Despite having its origin in the same writing project as the first part, this is a fairly separate section and the break helps emphasize that.

In-fiction, the bulk of the stories here all intertwine even more than the first part. Out-fiction this is the part where the Tolkien’s writing project came apart, and for the most part we get drafts from separate (but related) notebooks, and papers inserted into the manuscripts. Part six is a delve into the overall scheme for the stories both before and after The Book of Lost Tales (not that this isn’t gone into elsewhere).

We get glimpses of Tolkien’s original thoughts that link elves to fairies, with elves fading, becoming smaller, and less substantial as the power of Men waxes. At various points Eriol, or Ælfwine (elf-friend) as he is later named, is hooked into actual history, early on before the Dark Ages, and later in the Eleventh Century.

All of this disappears later on, after further revisions take him further into his own lore, and away from a mythology that might have historically grown up on its own. This is for the best on many levels. The world and its stories are allowed to grow organically as they must, but there is also a racial snobbery lurking in these early versions where only the English have any true knowledge of the fay folk. The growth of the world also broadened its outlook. (If not as much as some may wish, it’s still a long step up from the Edwardian provincialism it started with.)

Similarly, Eärendil reveals the early roots of the stories. He comes up earlier, but part five is the forever unfinished (in any form) “Tale of Eärendil” which has its earliest seeds, with Eärendil being a Quenya name, but deriving from the Anglo-Saxon éarendil, and his story is decidedly a mythological-mode explanation of the evening star.

All this makes the later parts of the book scholastically interesting, though much of it is so fragmented between various drafts and outlines that pulling anything else out is challenging. Thankfully, Christopher Tolkien is a valuable docent, and guides us through these parts, helping us understand the ideas behind the later First Age.
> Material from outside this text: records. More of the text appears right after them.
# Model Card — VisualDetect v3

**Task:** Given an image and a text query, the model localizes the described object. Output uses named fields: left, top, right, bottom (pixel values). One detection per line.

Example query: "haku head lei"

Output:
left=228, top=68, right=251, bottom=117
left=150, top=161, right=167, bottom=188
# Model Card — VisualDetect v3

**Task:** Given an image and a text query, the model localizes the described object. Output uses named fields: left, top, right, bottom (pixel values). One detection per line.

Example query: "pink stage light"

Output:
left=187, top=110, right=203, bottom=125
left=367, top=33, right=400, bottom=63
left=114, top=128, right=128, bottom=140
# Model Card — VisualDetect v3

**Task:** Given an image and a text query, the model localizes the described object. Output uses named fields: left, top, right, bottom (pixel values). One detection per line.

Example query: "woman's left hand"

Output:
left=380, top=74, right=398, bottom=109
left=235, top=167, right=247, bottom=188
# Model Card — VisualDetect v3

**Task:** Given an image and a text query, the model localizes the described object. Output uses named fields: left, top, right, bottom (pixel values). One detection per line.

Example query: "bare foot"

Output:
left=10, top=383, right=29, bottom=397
The earlier parts of the book are far more complete, and would reappear later, and later versions are generally in the eventual Silmarillion. On their own, I found “The Nauglafring” also close its sources, echoing ideas of the Nibelungenlied. Personally, I found “Turambar and the Foalókë” very rough going, and “The Fall of Gondolin” only somewhat better, leaving “The Tale of Tinuviel” as one of the more engaging parts, which makes sense; there’s a lot of The Silmarillion that does not stick in my brain, but parts of the equivalent section do, so it’s a tale that certainly appeals to me more.